Nahem Shoa: Black Presence – A Review

Nahem Shoa: Black Presence – A Review

What’s on my mind? This. After several delays I was today able to view Nahem Shoa’s ”Black Presence” exhibition at The Atkinson in Southport. This is monumentally fine art. Even the best reproductions didn’t prepare me for how powerful the canvases are ”face to face”. From three metres out the largest portraits are almost hyper-real. At two metres distance they are sculptural. Closer than one metre and they glow from within and sing a chorale about every chromatic value you ever associated with the word ”black”, then take you to school about all the ones you didn’t.
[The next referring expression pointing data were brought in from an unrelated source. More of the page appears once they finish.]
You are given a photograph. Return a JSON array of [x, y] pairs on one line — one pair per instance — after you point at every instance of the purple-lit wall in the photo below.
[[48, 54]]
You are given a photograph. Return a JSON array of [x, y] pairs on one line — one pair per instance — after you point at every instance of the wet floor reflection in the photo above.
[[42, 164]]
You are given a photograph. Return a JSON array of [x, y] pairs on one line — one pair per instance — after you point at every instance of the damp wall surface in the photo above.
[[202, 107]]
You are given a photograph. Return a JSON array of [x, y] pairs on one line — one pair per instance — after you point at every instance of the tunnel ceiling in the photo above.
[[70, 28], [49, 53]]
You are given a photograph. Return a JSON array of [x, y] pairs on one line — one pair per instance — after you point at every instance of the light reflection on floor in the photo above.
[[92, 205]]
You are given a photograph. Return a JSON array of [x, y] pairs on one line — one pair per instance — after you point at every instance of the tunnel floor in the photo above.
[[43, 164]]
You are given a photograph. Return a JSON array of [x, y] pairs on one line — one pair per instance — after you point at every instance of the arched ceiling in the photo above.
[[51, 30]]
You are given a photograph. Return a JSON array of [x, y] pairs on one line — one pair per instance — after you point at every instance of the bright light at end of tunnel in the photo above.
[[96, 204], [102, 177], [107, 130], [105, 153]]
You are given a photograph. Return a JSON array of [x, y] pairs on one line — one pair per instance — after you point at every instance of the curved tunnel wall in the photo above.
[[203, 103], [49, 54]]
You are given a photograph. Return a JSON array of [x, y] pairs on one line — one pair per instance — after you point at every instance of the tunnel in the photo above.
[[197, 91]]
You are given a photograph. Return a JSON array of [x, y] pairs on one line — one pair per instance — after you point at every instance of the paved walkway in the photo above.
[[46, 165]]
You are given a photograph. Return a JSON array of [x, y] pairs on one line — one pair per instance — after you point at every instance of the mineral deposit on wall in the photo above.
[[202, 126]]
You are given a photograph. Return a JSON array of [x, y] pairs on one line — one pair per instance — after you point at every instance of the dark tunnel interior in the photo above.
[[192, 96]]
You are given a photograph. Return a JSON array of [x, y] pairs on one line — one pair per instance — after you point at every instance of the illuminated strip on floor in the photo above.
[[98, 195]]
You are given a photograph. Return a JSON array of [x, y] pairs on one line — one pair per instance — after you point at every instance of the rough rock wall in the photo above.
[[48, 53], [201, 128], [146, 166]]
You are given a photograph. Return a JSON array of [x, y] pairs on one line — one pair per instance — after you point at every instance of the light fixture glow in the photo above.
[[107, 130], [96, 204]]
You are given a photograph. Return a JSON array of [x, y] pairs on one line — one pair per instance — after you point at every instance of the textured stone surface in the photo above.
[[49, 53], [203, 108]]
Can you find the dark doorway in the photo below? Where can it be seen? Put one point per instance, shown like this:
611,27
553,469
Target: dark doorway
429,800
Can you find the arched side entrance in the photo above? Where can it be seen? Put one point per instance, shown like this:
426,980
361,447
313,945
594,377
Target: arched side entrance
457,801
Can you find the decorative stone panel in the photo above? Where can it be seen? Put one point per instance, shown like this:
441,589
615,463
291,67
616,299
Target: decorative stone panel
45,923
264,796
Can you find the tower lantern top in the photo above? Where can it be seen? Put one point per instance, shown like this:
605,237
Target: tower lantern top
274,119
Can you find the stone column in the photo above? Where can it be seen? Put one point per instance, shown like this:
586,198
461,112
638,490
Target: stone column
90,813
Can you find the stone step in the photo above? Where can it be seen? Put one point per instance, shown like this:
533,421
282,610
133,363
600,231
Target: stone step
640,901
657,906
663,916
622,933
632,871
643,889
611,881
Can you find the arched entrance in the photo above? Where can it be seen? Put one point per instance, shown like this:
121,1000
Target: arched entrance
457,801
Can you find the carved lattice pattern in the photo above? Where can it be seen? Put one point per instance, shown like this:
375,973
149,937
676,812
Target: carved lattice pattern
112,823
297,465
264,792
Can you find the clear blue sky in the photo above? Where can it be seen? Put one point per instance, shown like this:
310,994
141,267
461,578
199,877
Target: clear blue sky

The crucial political point is that we don’t see black skin in ‘proper art gallery’ contexts – unless it is a servant, hovering like the Cheshire Cat behind Olympia – but this exhibition goes way beyond the orbit of themes established by
Ellison’s ”Invisible Man”. It is joyful and powerful and nuanced, and if this doesn’t make you think and feel something new about the phrase ‘persons of colour’, nothing ever will. Truly outstanding painting.
Review was written by The Rev. Dr Mark Price. PhD (BIHE), PhD (MMU), Ba (Hons).

Nahem Shoa: Black Presence is open until 23 November. Mon – Sat, 10am – 4pm.